Over the weekend, I was briefly sucked into a theological discussion thread on Facebook in which the original question was posed along the lines of “If Calvanism is the gospel (cf. Spurgeon) and I am not a Calvanist, do I reject the gospel?” Despite my attempt at a quick diversionary answer, the thread quickly transformed into a TULIP discussion, so I left it behind…
For those curious, I quoted Titus 3:9-10 to kick things off:
“But avoid foolish […] arguments and quarrels about the law, because these are unprofitable and useless. Warn a divisive person once, and then warn them a second time. After that, have nothing to do with them.”
Here’s my point: while written with respect to the Old Testament law, I see the passage from Titus applying to modern theological discussions equally as well. If arguments and disputes about law/theology cause division among believers to the point that lines are drawn in the sand as to who is a real believer, then are they really worth pursuing?
Mind you, I am not saying that Calvanism is not valid Christianity. I believe it is, just as Arminianism is and all the various points of view in between. But if somebody calls their orthodox point of view the only true gospel to the exclusion of other orthodox points of view, then I will question if it should be validly called *the* gospel.
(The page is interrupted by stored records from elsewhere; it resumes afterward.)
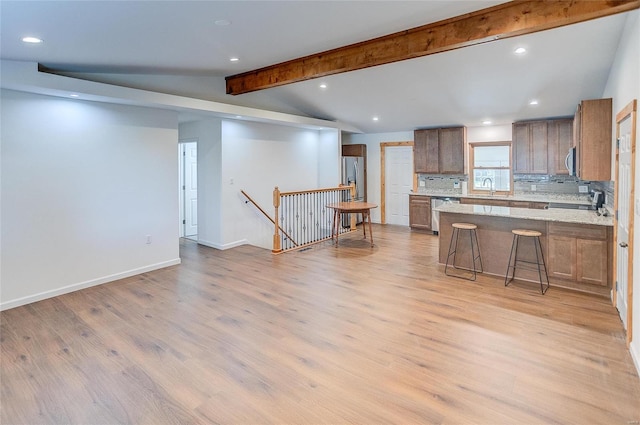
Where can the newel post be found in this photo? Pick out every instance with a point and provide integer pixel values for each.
(276, 234)
(353, 198)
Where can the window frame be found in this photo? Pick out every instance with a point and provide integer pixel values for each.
(471, 187)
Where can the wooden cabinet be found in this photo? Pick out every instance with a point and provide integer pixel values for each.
(420, 212)
(529, 147)
(559, 142)
(592, 134)
(439, 150)
(540, 147)
(579, 253)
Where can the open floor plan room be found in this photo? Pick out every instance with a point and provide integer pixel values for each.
(348, 334)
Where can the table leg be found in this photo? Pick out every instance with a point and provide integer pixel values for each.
(370, 231)
(336, 223)
(364, 223)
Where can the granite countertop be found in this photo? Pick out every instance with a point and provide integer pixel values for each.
(559, 215)
(542, 197)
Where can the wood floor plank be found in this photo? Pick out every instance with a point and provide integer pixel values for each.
(352, 334)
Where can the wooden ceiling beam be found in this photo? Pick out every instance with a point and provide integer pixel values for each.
(502, 21)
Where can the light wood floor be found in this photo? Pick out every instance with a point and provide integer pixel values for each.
(326, 335)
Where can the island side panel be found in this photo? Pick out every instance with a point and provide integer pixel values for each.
(494, 238)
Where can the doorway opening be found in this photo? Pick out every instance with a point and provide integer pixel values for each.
(188, 172)
(396, 180)
(624, 217)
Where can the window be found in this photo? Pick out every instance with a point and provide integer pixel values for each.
(490, 168)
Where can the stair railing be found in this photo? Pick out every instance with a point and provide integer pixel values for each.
(250, 199)
(303, 215)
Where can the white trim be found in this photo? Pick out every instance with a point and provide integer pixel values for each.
(634, 349)
(87, 284)
(223, 246)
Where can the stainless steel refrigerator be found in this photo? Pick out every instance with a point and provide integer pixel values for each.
(354, 171)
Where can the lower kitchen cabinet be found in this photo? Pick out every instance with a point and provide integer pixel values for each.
(579, 253)
(420, 212)
(504, 203)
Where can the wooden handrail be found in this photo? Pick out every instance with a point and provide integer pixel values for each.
(267, 215)
(328, 189)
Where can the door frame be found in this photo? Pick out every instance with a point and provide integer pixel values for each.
(383, 184)
(181, 182)
(628, 111)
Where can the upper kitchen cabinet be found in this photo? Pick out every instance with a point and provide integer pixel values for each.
(439, 150)
(559, 141)
(592, 135)
(530, 147)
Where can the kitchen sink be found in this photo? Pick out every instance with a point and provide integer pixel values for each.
(554, 205)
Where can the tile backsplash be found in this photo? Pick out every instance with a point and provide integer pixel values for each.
(524, 184)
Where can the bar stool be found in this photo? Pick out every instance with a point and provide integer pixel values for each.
(453, 249)
(539, 263)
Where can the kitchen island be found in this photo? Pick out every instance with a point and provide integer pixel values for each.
(577, 244)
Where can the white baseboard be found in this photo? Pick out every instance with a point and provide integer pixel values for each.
(223, 246)
(634, 349)
(87, 284)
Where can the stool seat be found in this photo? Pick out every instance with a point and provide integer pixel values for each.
(474, 247)
(525, 232)
(464, 226)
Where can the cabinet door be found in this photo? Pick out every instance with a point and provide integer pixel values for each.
(560, 140)
(592, 262)
(420, 212)
(562, 257)
(425, 151)
(538, 147)
(451, 150)
(520, 146)
(596, 142)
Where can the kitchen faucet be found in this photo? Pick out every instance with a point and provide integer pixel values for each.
(491, 187)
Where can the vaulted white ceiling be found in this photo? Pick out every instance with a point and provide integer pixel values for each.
(179, 47)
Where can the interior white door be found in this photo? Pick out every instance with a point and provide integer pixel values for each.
(190, 156)
(624, 199)
(398, 183)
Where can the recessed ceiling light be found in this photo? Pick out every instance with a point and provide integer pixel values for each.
(32, 40)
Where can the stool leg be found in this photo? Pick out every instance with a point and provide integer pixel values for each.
(479, 257)
(473, 254)
(514, 247)
(454, 234)
(539, 247)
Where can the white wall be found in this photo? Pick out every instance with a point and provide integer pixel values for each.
(235, 155)
(490, 133)
(623, 86)
(373, 161)
(257, 158)
(82, 185)
(329, 158)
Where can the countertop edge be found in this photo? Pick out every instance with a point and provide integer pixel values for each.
(556, 215)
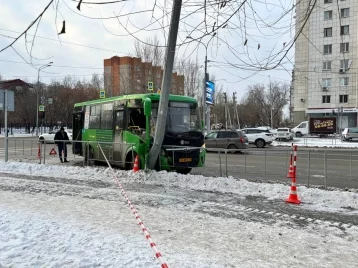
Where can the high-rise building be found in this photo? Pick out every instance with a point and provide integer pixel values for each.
(326, 51)
(127, 75)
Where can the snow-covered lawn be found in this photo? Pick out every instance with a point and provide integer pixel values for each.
(64, 216)
(329, 142)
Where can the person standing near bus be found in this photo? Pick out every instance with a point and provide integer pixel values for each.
(61, 139)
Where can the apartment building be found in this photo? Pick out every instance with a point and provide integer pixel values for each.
(325, 71)
(128, 75)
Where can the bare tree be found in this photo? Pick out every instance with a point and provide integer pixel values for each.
(260, 101)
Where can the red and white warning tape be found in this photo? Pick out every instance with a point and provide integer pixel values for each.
(294, 162)
(158, 255)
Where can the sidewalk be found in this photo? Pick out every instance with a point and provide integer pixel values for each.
(317, 143)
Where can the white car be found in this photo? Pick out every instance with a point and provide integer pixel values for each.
(284, 133)
(258, 136)
(50, 137)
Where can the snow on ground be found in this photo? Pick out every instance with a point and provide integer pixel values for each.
(329, 142)
(46, 221)
(315, 199)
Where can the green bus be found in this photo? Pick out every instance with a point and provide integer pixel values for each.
(124, 127)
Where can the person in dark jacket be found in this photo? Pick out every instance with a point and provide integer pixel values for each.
(61, 139)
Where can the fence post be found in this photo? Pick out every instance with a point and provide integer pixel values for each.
(265, 160)
(245, 161)
(226, 163)
(308, 168)
(87, 149)
(350, 166)
(325, 169)
(45, 153)
(221, 172)
(83, 153)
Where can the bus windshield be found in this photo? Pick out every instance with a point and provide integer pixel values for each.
(182, 117)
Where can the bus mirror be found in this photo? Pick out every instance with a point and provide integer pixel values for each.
(147, 107)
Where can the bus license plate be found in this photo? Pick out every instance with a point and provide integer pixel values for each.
(183, 160)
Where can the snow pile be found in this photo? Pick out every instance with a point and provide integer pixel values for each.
(312, 198)
(317, 142)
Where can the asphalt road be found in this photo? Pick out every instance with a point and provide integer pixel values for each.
(340, 169)
(331, 168)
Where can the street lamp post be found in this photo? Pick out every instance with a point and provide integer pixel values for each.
(206, 109)
(37, 95)
(271, 108)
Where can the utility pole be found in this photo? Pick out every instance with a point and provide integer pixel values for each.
(206, 108)
(225, 99)
(235, 109)
(271, 108)
(6, 134)
(166, 83)
(204, 92)
(37, 95)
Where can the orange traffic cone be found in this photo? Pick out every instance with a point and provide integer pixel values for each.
(136, 164)
(293, 197)
(53, 151)
(39, 152)
(290, 174)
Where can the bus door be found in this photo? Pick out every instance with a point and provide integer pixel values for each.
(118, 137)
(77, 132)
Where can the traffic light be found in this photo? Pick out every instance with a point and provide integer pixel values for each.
(41, 115)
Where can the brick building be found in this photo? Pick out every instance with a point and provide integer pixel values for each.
(127, 75)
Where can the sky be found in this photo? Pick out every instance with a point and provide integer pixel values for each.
(98, 39)
(82, 220)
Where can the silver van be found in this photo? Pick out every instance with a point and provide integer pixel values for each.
(349, 134)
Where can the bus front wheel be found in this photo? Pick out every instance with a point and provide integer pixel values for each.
(183, 171)
(130, 160)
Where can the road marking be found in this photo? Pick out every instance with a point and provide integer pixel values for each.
(279, 215)
(223, 164)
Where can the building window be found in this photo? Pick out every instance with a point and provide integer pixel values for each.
(326, 99)
(345, 64)
(326, 82)
(343, 98)
(327, 65)
(345, 12)
(344, 29)
(344, 47)
(328, 15)
(328, 32)
(327, 49)
(343, 81)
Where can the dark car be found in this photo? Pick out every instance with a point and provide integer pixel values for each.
(226, 139)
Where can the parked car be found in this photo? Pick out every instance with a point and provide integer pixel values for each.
(49, 137)
(258, 136)
(284, 133)
(228, 139)
(349, 134)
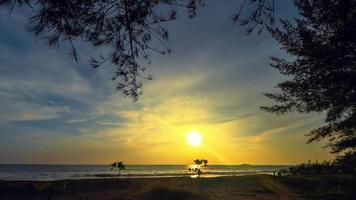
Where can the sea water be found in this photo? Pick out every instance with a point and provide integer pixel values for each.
(58, 172)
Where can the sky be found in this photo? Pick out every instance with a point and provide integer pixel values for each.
(54, 110)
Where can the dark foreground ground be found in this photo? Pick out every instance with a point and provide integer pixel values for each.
(243, 187)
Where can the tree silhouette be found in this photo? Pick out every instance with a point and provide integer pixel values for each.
(126, 27)
(259, 15)
(322, 69)
(119, 166)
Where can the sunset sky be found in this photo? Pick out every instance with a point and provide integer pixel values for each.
(53, 110)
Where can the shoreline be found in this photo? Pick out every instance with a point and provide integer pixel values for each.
(249, 187)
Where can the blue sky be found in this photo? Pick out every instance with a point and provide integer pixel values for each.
(55, 110)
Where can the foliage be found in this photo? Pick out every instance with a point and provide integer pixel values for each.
(126, 27)
(120, 166)
(260, 15)
(342, 165)
(322, 69)
(199, 164)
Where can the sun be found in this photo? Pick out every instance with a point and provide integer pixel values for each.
(194, 138)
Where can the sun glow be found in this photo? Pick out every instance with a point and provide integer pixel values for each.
(194, 138)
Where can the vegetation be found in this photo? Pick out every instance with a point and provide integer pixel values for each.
(125, 27)
(342, 165)
(120, 166)
(322, 69)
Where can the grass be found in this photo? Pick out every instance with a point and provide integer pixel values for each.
(244, 187)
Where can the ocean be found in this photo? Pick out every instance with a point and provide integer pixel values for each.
(59, 172)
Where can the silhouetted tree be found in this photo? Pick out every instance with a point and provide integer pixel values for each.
(119, 166)
(126, 27)
(322, 69)
(255, 14)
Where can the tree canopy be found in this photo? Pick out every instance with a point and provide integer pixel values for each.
(321, 70)
(126, 27)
In fact, with all due respect to Spurgeon et al, I would say that any systematic theological point of view is not *the* gospel inasmuch as by focusing interpretation on a defined set of rules, they contain only a partial perspective of the object of the gospel and are not the object itself.
I would perhaps even argue that it is only by eliminating systematics that we can even approach an inclusive understanding of the object of the gospel. That being Jesus Christ. The Kingdom of Heaven incarnate for all mankind and the future hope of all creation.
The Bible is the story of Christ, but it is not Christ himself. Everything we have – the Old Testament narratives, wisdom literature, prophetic books, the “gospels”, the letters of the New Testatment, our theological and ecclesiastical traditions and all the rest — they present, reveal, interpret and apply the truth of Christ to our lives, but they are not the gospel in and of themselves.
I write this at the risk of being called arrogant (again), but I place my hope in Christ, not the Bible, Calvin, Protestantism, or any other object of mankind.